With billboards, advertisers do have the opportunity to place specific promotions or discounts on their ads, or use a dedicated phone number or website landing page. Your business can also ask customers how they learned about you in your contact forms or when speaking to a prospective new customer. These are all ways to attempt to garner some insight into the attribution of your billboard campaign. Many advertisers often hear customers say they “saw their billboard” or “recognize their face” from a placement. These are softer ways of gaining some idea to the awareness your billboard(s) is driving.
 
But at times, consumer’s memories are short; though it was a billboard that drove them to look you up online, but when asked how they heard about you, they may note “Google”, not the billboard that started it all.

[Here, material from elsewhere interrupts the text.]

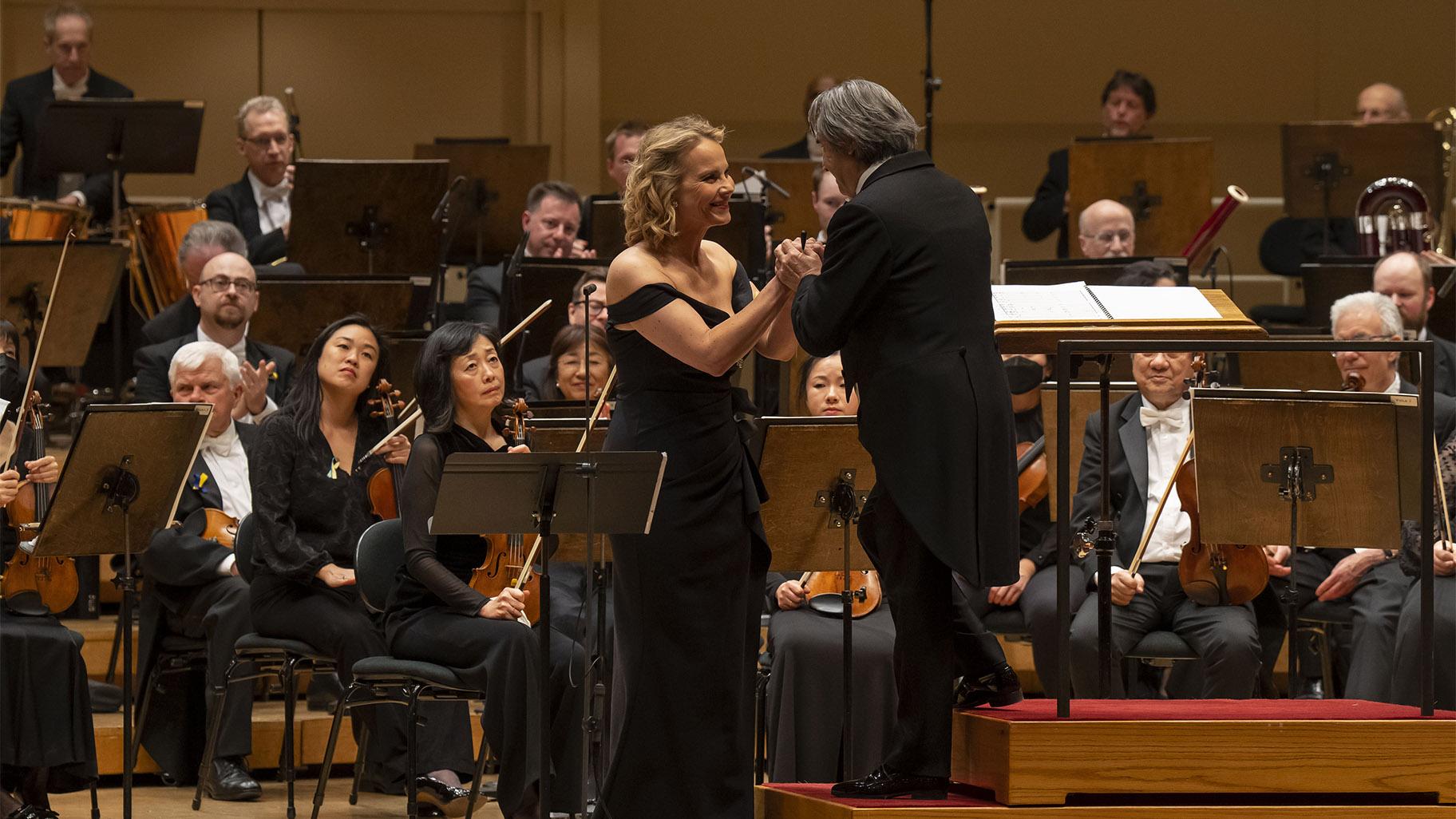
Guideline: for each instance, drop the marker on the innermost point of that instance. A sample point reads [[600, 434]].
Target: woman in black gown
[[436, 615], [687, 595], [311, 504]]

Attribution can be flawed.
 
What truly matters is if consumers are continuing to call, look you up, come in, submit an inquiry. Have your billboard efforts allowed you to continue filling your pipeline of work or whatever your desired call to action is? This all-around sense of success from your advertising efforts combined with the hard and soft attribution data you can gather, should give you the insights you need to continue making great marketing decisions and have successful billboard campaigns.
 
Moral of the story: do try to gain insights as to the success of your advertising campaigns by tracking attribution to the best of your ability, but do not measure the sole success of the campaign based on attribution alone. There is so much more at play then can be measured. Just because something can’t completely be tracked doesn’t mean it isn’t doing its job, morning, noon and night.